Preisträger 2012 / Neue Wettbewerbsrunde 2013
Difu als Bewertungspartner und in der Jury vertreten

Logo NachhaltigkeitspreisAm 6. Dezember 2012 wurde erstmalig der Deutsche Nachhaltigkeitspreis für Städte und Gemeinden vergeben. Der Preis ist eine Initiative der Stiftung Deutscher Nachhaltigkeitspreis e. V. in Zusammenarbeit mit der Bundesregierung, kommunalen Spitzenverbänden, der Deutschen UNESCO-Kommission e. V. sowie Forschungseinrichtungen und zivilgesellschaftlichen Organisationen. Er stand unter der Schirmherrschaft von Bundesfinanzminister Dr. Wolfgang Schäuble. In der sechzehnköpfigen Jury wirkten u. a. Prof. Dr. Klaus Töpfer, Christina Rau, Ole von Beust, Petra Roth, Beate Weber-Schuerholz, Hans-Joachim Reck und Difu-Institutsleiter Univ.-Prof. Dr.-Ing. Klaus J. Beckmann mit.

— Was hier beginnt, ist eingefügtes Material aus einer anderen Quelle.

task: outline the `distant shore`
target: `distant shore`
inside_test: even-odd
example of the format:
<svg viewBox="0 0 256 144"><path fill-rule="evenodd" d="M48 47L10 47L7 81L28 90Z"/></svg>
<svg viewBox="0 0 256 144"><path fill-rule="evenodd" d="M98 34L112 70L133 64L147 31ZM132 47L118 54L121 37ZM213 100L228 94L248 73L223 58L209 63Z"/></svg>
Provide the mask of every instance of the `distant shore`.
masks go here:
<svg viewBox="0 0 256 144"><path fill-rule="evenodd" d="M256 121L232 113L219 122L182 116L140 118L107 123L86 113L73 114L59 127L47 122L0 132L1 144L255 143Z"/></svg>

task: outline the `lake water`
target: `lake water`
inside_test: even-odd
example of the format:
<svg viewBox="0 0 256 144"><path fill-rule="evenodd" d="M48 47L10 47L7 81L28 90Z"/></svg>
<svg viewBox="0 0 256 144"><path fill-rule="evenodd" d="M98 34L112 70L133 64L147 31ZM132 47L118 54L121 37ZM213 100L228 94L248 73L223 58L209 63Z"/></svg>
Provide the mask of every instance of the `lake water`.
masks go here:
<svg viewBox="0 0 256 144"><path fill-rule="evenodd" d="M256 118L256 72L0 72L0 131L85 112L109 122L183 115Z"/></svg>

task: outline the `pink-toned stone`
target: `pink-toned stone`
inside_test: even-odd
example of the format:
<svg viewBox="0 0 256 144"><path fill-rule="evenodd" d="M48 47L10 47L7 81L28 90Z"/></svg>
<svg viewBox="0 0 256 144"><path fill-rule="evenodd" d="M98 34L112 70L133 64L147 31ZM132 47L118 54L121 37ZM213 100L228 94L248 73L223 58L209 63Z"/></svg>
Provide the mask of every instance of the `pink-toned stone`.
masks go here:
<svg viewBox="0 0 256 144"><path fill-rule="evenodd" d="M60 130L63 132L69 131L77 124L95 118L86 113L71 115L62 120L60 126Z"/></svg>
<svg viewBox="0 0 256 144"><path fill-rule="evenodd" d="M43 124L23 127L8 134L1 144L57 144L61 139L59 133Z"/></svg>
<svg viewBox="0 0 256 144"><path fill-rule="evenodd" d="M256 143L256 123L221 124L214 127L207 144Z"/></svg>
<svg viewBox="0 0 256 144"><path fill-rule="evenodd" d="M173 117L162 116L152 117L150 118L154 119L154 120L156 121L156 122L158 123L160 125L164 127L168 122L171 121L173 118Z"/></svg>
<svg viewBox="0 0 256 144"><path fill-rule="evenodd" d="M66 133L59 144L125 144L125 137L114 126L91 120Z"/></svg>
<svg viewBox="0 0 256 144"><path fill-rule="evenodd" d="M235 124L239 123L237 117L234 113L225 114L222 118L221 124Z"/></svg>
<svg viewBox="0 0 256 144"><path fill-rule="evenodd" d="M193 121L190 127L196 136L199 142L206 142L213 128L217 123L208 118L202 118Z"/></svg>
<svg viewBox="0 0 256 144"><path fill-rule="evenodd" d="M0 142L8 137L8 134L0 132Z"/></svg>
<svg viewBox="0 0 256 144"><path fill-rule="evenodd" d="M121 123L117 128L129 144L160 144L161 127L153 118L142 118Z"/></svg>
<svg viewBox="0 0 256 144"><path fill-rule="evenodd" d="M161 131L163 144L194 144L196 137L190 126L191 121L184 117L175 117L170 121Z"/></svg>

Der Deutsche Nachhaltigkeitspreis wird bereits seit 2008 jährlich an nachhaltig agierende Unternehmen verliehen.

Das Difu hat als Partner der Stiftung Vorschläge für das spezifische kommunalbezogene Bewertungsverfahren in Anlehnung an die bisherige unternehmensbezogene Methodik entwickelt und übernahm federführend die Auswertung der Städtebewerbungen. Weitere Partner bei der Konzeption des Assessments und bei der Bewertung der Einreichungen waren das Wuppertal Institut und ICLEI. Hintergrund der Difu-Beteiligung sind die umfangreichen Kenntnisse des Instituts im Themenfeld „Nachhaltigkeit“ und die langjährigen methodischen Erfahrungen mit Benchmarks und Wettbewerben.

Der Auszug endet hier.